To explain this better, let us first understand the real purpose of Reflex. As mentioned, Reflex helps in reducing system latency. System latency is basically the delay between a mouse click or keyboard key press and the visible change on your display. For instance, when you click on your mouse button, the signal travels from your mouse to the host system and is processed by the CPU, actioned in-game, and then displayed on-screen.
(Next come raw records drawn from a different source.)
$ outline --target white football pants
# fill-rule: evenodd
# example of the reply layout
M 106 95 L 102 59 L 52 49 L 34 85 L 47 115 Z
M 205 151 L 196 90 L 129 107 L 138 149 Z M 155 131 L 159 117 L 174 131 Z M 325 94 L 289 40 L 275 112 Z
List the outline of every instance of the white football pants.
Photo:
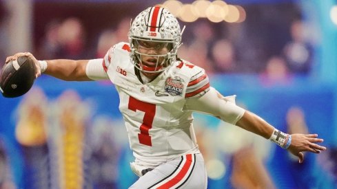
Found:
M 129 188 L 205 189 L 207 177 L 201 153 L 187 154 L 161 164 L 139 177 Z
While that takes just a few milliseconds and is almost negligible to the human eye to trace, it is enough for you to miss that sweet headshot in a game.
There are elements of that pipeline that can be optimized, but first, we need to break it down further:
- Peripheral latency: The time it takes your input device to process your mechanical input and send those input events to the PC.
- Game latency: The time it takes for the CPU to process input or changes to the world and submit a new frame to the GPU to be rendered.
- Render latency: The time from when the frame gets in line to be rendered to when the GPU completely renders the frame.
- PC latency: The time it takes a frame to travel through the PC. This includes both game and render latency.
- Display latency: The time it takes for the display to present a new image after the GPU has finished rendering the frame.
- System latency: The time encompassing the whole end-to-end measurement — from the start of peripheral latency to the end of display latency.
To optimize and reduce various types of latencies, Reflex uses a combination of SDKs and driver optimizations. Depending on the kind of hardware and peripherals you have, there may be an opportunity to shave tens of milliseconds off your system latency.
There are two primary components of Reflex. First is Reflex SDK, a set of APIs meant for game developers to reduce and measure rendering latency. Using the SDK, developers can integrate Reflex directly with their games. This allows latency reductions above and beyond existing driver-only techniques like Nvidia’s Ultra Low Latency Mode.
The second one is Reflex Latency Analyzer, which, as the name suggests, is a system latency measurement tool. It is currently available on new 360Hz G-Sync Esports displays from Acer, Alienware, ASUS, and MSI, as well as esports peripherals from ASUS, Logitech, Razer, and SteelSeries. This tech can detect clicks coming from your mouse and then measure the time it takes for the resulting pixels to change on the screen.